Suite à l' article de Fatizo, j' attendais avec impatience de voir COMANCHERIA, le film américain de l' écossais David Mc Kenzie. 

Notre ami résume très bien dans son article toutes les qualités de ce grand film.

L' interprétation des personnages principaux et secondaires, le contexte de crise sociale et économique, les paysages omniprésents du Sud profond,la photographie extraordinaire accompagnée d' une musique de Nick Cave aussi obsédante que celle de Ry Cooder dans Paris,Texas.

C' est souvent filmé en plans successifs très travaillés qui forment des véritables tableaux.

Tout simplement magnifique !

Je ne suis jamais allé au Texas mais là, pas de doute: on y est !

 

 

Comancheria...Du grand Art !

Le duo formé par les deux frangins est très attachant.Tanner, l' aîné qui a l' expérience des armes ( et de la taule) va filer un coup de main à Toby le jeune frère pour mener à bien son projet d' attaques de succursales bancaires pour sauver la propriété familiale.

L' aîné, qui est sympathique mais un peu impulsif, annonce la couleur dès le départ.Ces histoires-là ne finissent jamais bien.Il ' agit donc de faire quelques coups vite faits bien faits et de se retirer définitivement avant d' être repérés...

C' est un moment-clé du scénario qui va expliquer l' engrenage dramatique qui suivra:

Le jeune frère demande à l' aîné pourquoi, dans un tel contexte de risque, celui-ci accepte de l' aider.Tanner lui répond:

" parce que tu me l' as demandé frérot..."

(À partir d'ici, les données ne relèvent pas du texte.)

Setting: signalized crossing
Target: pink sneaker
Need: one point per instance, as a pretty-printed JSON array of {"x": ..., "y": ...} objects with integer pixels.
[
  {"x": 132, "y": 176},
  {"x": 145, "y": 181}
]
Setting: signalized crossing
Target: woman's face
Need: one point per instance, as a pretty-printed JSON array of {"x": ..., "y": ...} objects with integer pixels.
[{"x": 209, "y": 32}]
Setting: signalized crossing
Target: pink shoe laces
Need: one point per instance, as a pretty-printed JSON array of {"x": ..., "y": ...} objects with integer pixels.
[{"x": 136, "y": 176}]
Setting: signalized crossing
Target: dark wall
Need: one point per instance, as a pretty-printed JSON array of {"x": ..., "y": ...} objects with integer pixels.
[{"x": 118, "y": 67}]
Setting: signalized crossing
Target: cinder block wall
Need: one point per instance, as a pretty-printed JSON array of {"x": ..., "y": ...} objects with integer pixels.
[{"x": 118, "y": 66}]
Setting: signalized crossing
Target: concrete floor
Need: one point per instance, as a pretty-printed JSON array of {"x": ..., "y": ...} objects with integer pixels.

Vraiment , ce film, c' est du grand art.Une histoire simple mais très bien construite avec beaucoup de soin, avec en contrepoint du duo formé par les frangins, un duo de rangers lancé à leurs trousses formé par Jeff Bridges, à deux doigts de la retraite, et de son acolyte commanche Alberto.

Il y a pas mal d' humour décalé dans le film dû au caractère particulier des texans qui sont bien sympas, mais tous un peu excités de la gâchette.

Par exemple, lors d' une attaque bancaire tous les otages restent généralement au sol et attendent gentiment la fin du hold-up.

Au Texas c' est pas pareil.Tout le monde a une arme, et rêve de s' en servir un jour ou l' autre...même les vieux papis rabougris !

Pendant le film je pensais à cette citation de JF Kennedy.

Il avait dit à Jacky le jour de l' attentat de Dallas:

" Aujourd' hui on va chez les dingos ! "

Revenons au film.

Jeff Bridges, amène beaucoup d' humanité, de bon sens et d' humour et c' est à lui que revient de tout faire rentrer dans l' ordre.Il est comme Dieu en personne...C' est lui qui donne au film une dimension et une fin shakespearienne.Il est LA CONSCIENCE même.La dernière scène du film, le dernier dialogue est simplement grandiose...J' ai a-do-ré !!!

On est passé peu à peu d' un bon film d' action, un peu western, un peu thriller à un drame en 4 actes qui n' a rien à envier aux plus grandes oeuvres du théâtre classique et où la force du destin s' abat de manière implacable sur chacun des personnages.

Comancheria c' est vraiment du grand Art !

Comancheria...Du grand Art !

PS: Il y a un détail du scénario qui est quand même assez savoureux.Les voleurs utilisent le cynisme des banquiers qui ne collaborent pas toujours avec la justice , et qui sont prêts à laisser fuir un délinquant pour ne pas perdre un futur  bon client...bien vu !

Je n' en dis pas plus...ceux qui auront vu le film me comprendront.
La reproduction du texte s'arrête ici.